Together with the headlong rush by governments and now companies into ‘net zero’ targets, one sector that benefits from this is the ‘carbon capture’ start-ups. One such US outfit is FuelCell Energy and I have been tracking it for some time.  It has two strings to its bow – carbon capture and hydrogen fuel technology.

As far-fetched as it may seem, hydrogen is a fuel has serious applications to power large vehicles including trains, ships and even airplanes (but I hope not dirigibles, as the Hindenburg catastrophe example in 1937 highlights).

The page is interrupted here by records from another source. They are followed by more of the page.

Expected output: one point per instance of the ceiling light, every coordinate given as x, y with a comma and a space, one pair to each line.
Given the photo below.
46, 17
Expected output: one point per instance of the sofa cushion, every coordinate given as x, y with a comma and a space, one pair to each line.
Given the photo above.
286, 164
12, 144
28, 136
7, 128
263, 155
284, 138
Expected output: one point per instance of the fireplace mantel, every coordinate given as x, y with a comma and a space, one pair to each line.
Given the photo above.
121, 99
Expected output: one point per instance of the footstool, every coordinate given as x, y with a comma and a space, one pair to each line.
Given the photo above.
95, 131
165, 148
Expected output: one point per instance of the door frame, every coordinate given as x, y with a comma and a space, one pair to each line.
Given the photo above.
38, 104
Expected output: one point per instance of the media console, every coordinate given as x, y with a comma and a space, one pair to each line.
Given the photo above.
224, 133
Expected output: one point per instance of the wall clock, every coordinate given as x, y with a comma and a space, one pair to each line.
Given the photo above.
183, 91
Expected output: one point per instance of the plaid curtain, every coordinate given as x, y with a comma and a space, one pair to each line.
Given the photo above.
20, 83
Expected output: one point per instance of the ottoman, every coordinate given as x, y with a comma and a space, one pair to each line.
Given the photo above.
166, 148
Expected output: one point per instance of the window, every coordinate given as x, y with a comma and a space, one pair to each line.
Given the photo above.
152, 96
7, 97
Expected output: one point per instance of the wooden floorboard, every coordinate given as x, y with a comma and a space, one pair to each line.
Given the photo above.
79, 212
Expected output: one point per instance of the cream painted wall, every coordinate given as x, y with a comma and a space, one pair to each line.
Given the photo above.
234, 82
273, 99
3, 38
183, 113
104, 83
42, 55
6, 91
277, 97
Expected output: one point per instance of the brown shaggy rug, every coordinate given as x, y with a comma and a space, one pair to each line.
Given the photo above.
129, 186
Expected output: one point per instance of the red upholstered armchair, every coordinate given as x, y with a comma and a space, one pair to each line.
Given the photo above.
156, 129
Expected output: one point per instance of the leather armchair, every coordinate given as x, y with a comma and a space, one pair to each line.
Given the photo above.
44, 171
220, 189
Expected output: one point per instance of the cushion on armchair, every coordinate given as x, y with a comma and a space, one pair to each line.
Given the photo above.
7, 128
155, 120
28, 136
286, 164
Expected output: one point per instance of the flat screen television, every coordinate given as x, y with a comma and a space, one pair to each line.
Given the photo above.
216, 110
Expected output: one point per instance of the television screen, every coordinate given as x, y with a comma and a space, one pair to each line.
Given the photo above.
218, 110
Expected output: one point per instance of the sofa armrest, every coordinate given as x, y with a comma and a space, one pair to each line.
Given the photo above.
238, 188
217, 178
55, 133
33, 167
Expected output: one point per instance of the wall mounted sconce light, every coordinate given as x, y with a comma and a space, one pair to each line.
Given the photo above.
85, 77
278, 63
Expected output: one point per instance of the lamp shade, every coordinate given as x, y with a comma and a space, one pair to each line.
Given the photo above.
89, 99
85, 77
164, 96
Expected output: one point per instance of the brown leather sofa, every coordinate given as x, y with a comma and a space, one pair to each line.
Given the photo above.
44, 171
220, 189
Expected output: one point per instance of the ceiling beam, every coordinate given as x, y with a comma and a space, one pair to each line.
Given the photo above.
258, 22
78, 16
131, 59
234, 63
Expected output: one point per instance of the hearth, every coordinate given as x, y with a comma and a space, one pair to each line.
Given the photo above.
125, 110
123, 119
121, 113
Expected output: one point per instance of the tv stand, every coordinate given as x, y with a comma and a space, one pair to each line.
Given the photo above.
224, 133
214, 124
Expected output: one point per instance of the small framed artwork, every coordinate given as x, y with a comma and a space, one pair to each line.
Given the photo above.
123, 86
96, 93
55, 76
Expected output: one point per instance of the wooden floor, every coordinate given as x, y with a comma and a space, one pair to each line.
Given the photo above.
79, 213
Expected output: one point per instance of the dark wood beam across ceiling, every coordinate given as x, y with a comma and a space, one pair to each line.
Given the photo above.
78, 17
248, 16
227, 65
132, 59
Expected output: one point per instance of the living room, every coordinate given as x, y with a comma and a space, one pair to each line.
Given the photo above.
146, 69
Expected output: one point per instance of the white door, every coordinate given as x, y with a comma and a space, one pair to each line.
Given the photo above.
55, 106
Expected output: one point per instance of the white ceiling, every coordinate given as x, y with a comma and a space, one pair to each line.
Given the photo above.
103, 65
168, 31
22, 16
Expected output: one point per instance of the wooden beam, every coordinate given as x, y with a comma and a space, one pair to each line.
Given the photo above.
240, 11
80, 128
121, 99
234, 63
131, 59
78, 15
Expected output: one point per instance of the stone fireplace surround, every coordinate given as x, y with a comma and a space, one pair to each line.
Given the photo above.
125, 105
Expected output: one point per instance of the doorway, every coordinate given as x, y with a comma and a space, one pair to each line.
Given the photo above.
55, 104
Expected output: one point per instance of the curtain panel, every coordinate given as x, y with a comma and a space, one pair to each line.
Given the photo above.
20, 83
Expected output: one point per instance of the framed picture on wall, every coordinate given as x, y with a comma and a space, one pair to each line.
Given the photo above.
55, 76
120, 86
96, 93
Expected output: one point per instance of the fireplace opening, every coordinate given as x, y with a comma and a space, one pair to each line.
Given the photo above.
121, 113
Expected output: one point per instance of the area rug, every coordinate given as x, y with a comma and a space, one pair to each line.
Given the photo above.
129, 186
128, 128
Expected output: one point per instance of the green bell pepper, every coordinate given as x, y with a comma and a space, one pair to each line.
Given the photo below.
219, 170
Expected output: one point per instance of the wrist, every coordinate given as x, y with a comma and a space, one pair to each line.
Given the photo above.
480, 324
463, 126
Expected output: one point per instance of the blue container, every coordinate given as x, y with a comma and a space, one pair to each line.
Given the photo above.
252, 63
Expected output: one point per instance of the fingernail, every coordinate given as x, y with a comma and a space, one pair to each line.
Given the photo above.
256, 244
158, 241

But with many hurdles to jump, all of these new technologies will not see straight-line up progress – and the shares will likewise see major set-backs from the initial enthusiastic gains.  Buying in these set-backs is the lower risk option, rather than chasing them on strong rallies. Here is the long range monthly chart

This chart shows the roller-coaster ride enjoyed over the years – from the surge as it was caught up in the dotcom boom in the previous century, to the recent take-up by the WallStreetBets crowd.  But it has scraped along the bottom just around the 20 cents ‘floor’ for much of the past few years.

And then last November, it started taking off and reached the $30 high in February but then sank back and is currently into chart support. I expect shares to resume their uptrend from around here and Pro Shares members are currently long.